Should we brace ourselves for many business failures in the next 6-12 months?

It’s not all doom and gloom. There is still plenty that can be done to mitigate some of the

forthcoming challenges.

  • Look at your pricing model. What are the underlying drivers of your gross margin? Is it on a cost plus margin basis, are you a price setter or price taker etc? The assumptions you made even three months ago may no longer be the case

  • Can price increases be passed on, in whole or in part to your customers, and what impact will that have on your sales levels?

  • Look at what supports will remain in place, after covid. Some of these may be as simple as access to advice and mentoring from your local LEO, BIC or Enterprise Ireland office. Know what is available to you, and the application process involved.

  • When is your next bank review due? Have you considered if extra funding is required and if so, prepared a detailed supporting application? Don’t leave this until the last minute.

  • Look at your cashflow. Prepare projected cashflows for the next 12 months, and then for the next 13 weeks (ie three months). This will tell you how much extra funding you will need (for you to request in good time from the banks or other providers).
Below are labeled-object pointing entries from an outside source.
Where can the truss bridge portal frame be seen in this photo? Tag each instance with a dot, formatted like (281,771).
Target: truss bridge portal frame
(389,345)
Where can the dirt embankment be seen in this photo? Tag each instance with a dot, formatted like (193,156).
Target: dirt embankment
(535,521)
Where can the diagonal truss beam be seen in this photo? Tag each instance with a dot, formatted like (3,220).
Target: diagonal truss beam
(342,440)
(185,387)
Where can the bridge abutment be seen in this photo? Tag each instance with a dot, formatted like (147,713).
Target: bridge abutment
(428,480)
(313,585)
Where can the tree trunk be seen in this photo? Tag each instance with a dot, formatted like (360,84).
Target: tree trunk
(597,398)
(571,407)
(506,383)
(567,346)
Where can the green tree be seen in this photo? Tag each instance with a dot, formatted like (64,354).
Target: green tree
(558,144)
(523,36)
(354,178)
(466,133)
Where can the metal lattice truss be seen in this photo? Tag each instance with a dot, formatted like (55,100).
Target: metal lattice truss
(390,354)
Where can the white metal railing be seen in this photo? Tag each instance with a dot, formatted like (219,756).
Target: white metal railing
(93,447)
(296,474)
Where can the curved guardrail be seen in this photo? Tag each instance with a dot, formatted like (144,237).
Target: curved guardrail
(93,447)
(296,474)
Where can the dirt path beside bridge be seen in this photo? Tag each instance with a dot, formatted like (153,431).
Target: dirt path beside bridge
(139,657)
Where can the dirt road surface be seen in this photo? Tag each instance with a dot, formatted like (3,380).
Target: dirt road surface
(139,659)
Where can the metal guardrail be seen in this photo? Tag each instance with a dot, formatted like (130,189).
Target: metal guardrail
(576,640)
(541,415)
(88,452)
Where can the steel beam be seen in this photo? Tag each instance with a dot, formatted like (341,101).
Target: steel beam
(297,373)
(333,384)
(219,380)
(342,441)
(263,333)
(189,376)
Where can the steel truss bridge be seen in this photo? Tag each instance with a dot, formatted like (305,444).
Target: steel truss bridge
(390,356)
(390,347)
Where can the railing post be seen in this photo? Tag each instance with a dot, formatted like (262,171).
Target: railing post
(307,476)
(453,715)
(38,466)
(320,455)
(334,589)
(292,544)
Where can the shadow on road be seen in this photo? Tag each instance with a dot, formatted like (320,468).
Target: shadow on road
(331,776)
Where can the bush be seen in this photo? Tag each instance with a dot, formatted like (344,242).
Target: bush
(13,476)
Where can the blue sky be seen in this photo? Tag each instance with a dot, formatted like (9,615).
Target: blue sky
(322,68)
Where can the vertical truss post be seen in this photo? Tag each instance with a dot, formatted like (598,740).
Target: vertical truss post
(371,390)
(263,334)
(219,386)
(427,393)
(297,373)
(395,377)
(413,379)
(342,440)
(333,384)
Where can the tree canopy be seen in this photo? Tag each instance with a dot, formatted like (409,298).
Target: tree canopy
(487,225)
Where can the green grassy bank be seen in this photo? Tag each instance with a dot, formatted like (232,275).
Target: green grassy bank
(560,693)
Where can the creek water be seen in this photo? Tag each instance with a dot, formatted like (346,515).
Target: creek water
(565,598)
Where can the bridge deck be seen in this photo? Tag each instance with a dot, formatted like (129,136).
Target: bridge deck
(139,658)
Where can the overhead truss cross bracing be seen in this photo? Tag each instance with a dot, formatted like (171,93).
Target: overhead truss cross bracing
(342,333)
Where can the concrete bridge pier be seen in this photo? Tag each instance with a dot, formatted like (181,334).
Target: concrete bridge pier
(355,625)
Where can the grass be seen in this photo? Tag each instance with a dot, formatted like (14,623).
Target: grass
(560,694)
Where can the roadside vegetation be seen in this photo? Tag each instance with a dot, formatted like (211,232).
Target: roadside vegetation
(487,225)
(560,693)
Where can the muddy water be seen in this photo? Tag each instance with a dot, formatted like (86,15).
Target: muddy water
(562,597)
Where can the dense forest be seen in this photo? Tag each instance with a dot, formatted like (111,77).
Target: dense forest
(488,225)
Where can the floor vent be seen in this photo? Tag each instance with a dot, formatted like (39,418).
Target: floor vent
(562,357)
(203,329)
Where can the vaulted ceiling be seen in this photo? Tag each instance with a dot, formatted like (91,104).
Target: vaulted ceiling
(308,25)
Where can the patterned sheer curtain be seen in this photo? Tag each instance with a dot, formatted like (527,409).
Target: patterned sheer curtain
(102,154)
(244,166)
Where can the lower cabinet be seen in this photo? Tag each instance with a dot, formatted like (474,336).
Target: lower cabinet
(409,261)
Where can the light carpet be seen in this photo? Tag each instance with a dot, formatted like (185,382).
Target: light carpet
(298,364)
Your 13 week cashflow should tell you where the pinch points will be, and the actions you need to take to minimise these.

  • Look at options available to fund your working capital, such as invoice discounting, supplier finance etc. Working capital cycles will increase, so having a buffer will give you peace of mind. Also, is there equity within your plant and equipment, that could be refinanced to free up cashflow?

  • If you have warehoused Revenue debt, from now until April next year make sure all returns are filed and paid on time. This is a condition of the warehousing arrangement, and of ensuring that your business will be able to avail of the reduced interest costs of repayment.

  • Start planning now for repaying the Revenue warehoused amounts. While details are still uncertain, it appears likely that a term of 3 to 5 years will be given in some cases. The interest rate attaching will be 3%, so this is cheaper funding than what is available elsewhere. However, the business will need to demonstrate clearly that it can trade profitably and make the repayments. Also, there may be a requirement to make a down payment on some of the warehoused amount, which will also need to be factored into the cashflow requirements of the next 12 months. Early engagement with Revenue, through the assistance of your accountants will be key to this process.

  • If the business is not able to continue trading, then know your obligations as a director, to ensure that you do not inadvertently do something that creates an issue later – such as paying a creditor in preference to another. Recent legislative changes have raised the bar in terms of the level of scrutiny of directors, and their overall level of responsibilities.

Critical to all the above is access to good financial information on the business on a timely basis. This includes monthly P+L, aged debtors, aged creditors, margin analysis and KPI ratios. If you don’t know where the business is today, then how can you navigate the choppy waters ahead? This control can be put in place for a small investment if not already available.